Крыша, высокая посередине, круто спускается почти к самым нашим головам. Сколько еще будет синяков и шишек! И хотя знаешь об этом, но, забывшись, вдруг поднимаешься стремительно и — бац! Искры из глаз. «Что это ты, братец, бьешься головой об стенку? Жалеешь, что ли, что пришел сюда?» — мягко заметит Караджа, а вокруг раздастся смех.
Бревна с законопаченными мхом и ветками щелями кажутся железными. Мы даже поспорили как-то, какой артиллерийский обстрел может выдержать наша крыша. Выводы, к которым мы пришли, успокоили нас. «Только бы бай Миша не наступил!» — пытались шутить остряки. Земляное покрытие с накатом из бревен давало нам чувство уверенности уже хотя бы потому, что оно закрывало от вражеских глаз и обнаружить нас можно было, лишь свалившись в яму у входа в землянку.
Через «дверь» почти треугольной формы (в холод ее завешивали полотнищем) проникало все больше и больше света. Люди, просыпаясь, зашевелились. Я уже видел тех, кто лежал на нарах рядом со мной и на нижних нарах напротив. Кто завернулся в одеяло, или чергу[61], кто укрылся крестьянским тулупом или шинелью. С верхних нар торчали цырвули, сапоги, туристские ботинки.
— С добрым утром! — Орлин в знак приветствия приподнял голову и махнул мне рукой. Здравко поднялся было на локтях, посмотрел невидящим взглядом и улегся снова. Соня простонала во сне и тихо прижалась к нему.
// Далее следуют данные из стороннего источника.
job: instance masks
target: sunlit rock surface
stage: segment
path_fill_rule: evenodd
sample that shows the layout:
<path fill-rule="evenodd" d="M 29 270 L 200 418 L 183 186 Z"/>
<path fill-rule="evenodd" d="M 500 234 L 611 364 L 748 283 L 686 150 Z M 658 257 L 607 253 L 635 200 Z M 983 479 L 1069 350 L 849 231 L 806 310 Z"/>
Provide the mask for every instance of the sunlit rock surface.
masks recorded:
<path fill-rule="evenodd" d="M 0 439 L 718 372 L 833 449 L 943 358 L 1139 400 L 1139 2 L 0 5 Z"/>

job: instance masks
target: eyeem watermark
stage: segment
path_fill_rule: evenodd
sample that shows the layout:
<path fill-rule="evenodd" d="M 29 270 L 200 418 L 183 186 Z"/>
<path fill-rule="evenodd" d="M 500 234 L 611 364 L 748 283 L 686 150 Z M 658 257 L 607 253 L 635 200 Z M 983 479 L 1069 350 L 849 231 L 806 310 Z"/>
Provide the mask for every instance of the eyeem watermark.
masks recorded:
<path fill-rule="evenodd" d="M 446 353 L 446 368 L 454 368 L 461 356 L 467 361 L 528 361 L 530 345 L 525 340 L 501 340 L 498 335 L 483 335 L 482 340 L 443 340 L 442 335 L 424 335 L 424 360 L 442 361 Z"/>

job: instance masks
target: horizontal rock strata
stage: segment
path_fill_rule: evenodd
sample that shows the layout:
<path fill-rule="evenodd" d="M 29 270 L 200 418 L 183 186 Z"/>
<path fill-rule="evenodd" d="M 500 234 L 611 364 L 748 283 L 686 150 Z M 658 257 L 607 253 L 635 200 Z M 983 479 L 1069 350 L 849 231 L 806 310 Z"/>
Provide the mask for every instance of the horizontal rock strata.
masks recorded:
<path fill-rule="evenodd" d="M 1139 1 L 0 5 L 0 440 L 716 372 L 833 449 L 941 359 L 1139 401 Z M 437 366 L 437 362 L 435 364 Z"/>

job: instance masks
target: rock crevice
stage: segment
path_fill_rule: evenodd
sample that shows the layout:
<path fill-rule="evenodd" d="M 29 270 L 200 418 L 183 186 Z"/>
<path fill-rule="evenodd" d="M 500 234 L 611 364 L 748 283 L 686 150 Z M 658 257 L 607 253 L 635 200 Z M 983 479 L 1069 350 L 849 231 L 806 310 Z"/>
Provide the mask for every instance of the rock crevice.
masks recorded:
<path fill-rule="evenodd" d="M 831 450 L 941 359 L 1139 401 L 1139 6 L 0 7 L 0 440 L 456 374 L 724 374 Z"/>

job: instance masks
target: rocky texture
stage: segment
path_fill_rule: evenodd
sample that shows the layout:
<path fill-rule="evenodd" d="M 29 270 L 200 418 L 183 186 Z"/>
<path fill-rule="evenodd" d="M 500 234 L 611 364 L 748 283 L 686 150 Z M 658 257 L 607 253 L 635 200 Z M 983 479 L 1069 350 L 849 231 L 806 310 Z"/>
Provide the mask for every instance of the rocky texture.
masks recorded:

Митре протянул в мою сторону ладонь с растопыренными пальцами и повертел ею у меня перед глазами: проснулся ли я?
Люди просыпались, но никто не шумел.
Наконец Мустафа, опершись на локоть, прокричал трубным голосом:
— Эй, сонные тетери, вставайте! На завтрак — оладьи!
Это был не приказ, но все будто ждали такой команды. Нечего и говорить, что приглашение на оладьи может поднять даже мертвого. Одни, сбросив одеяла, стояли, другие приседали, третьи подпрыгивали. Спать одетым — партизанское правило: в любой момент ты готов!
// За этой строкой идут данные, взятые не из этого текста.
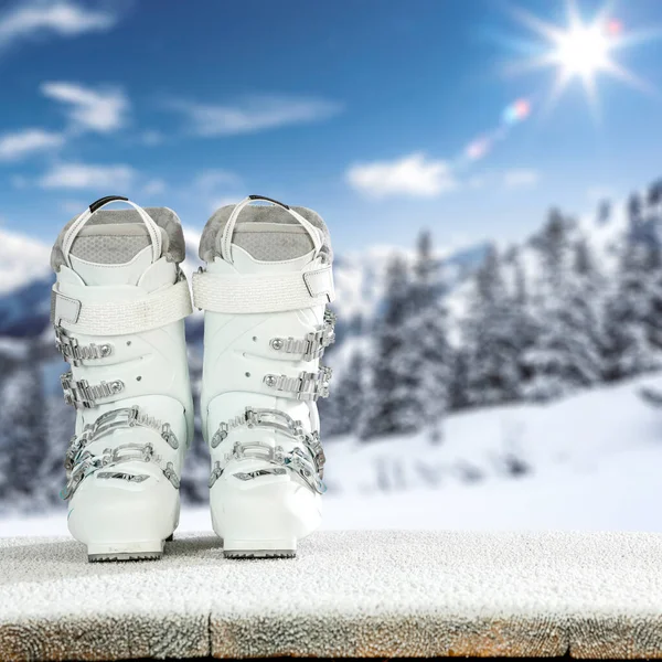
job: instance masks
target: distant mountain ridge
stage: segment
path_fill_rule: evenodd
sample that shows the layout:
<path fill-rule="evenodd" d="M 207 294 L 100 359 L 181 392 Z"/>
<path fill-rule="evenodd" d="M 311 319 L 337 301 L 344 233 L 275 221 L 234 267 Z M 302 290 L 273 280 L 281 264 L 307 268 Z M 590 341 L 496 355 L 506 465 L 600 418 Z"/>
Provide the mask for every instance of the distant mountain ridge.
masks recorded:
<path fill-rule="evenodd" d="M 185 228 L 184 234 L 186 259 L 182 269 L 190 278 L 202 264 L 197 257 L 200 233 Z M 51 248 L 35 239 L 6 231 L 0 231 L 0 246 L 3 246 L 0 257 L 3 256 L 6 261 L 4 269 L 0 265 L 0 278 L 4 278 L 2 282 L 6 285 L 0 288 L 0 337 L 38 337 L 50 323 L 51 288 L 54 282 L 49 266 Z M 482 242 L 439 257 L 444 288 L 452 289 L 471 275 L 480 266 L 487 248 L 488 243 Z M 337 257 L 337 300 L 333 308 L 341 324 L 349 323 L 356 316 L 372 319 L 378 311 L 388 257 L 394 254 L 413 259 L 412 252 L 391 246 L 369 247 L 361 253 Z M 199 321 L 193 321 L 194 327 L 197 324 Z"/>

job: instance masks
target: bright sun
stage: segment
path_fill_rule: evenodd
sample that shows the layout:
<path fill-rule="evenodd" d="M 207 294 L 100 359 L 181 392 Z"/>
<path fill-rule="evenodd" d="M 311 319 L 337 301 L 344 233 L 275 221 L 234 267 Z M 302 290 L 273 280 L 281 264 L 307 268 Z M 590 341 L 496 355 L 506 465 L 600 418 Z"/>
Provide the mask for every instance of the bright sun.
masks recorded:
<path fill-rule="evenodd" d="M 610 40 L 600 25 L 574 25 L 557 35 L 553 57 L 564 68 L 566 76 L 591 77 L 609 68 Z"/>
<path fill-rule="evenodd" d="M 545 42 L 531 44 L 532 50 L 540 54 L 521 61 L 516 68 L 525 71 L 552 66 L 557 71 L 547 106 L 552 107 L 563 89 L 573 79 L 579 78 L 591 106 L 597 110 L 597 79 L 601 75 L 654 94 L 650 85 L 616 61 L 617 51 L 638 43 L 641 34 L 630 32 L 627 36 L 623 35 L 622 23 L 609 15 L 611 3 L 598 10 L 588 22 L 583 20 L 576 0 L 566 0 L 566 3 L 568 21 L 565 26 L 547 23 L 524 10 L 513 10 L 514 17 Z"/>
— Без кислого молока я оладий не ем! — пропищал Брайко, поглаживая усы.
— Может, все-таки съешь, братец? Зачем им пропадать? — увещевал его Караджа.
— Нет! Я не оппортунист! Раз сказал... — улыбаясь, ответил Брайко.
Мы вышли наружу. Одна из траншей вела к сухому овражку, точнее, к тому месту, «куда и царь пешком ходит»; по другой можно было выйти к речушке и к летнему лагерю.
Лес еще спал, и, глядя на него, нельзя было не вспомнить сказок о заколдованных лесах — листок не шелохнется. В землянке воздух обычно свежий, но какой же воздух снаружи! В первый момент даже дух захватывает. (Кхе!.. Кхе!.. Что твой табак!) Сладкий, легкий, не надышаться! Листок не шелохнется, а что же это шумит в лесу? Речушка! Пенистый белый поток совсем невелик, но своим журчанием наполняет весь необъятный лес. Кажется, лес нарочно загородил речушке дорогу, заставив ее подпрыгивать, а сам, как эхо, усиливает каждый ее звук. И нет ничего более успокаивающего, чем это журчание, которое лишь подчеркивало тишину.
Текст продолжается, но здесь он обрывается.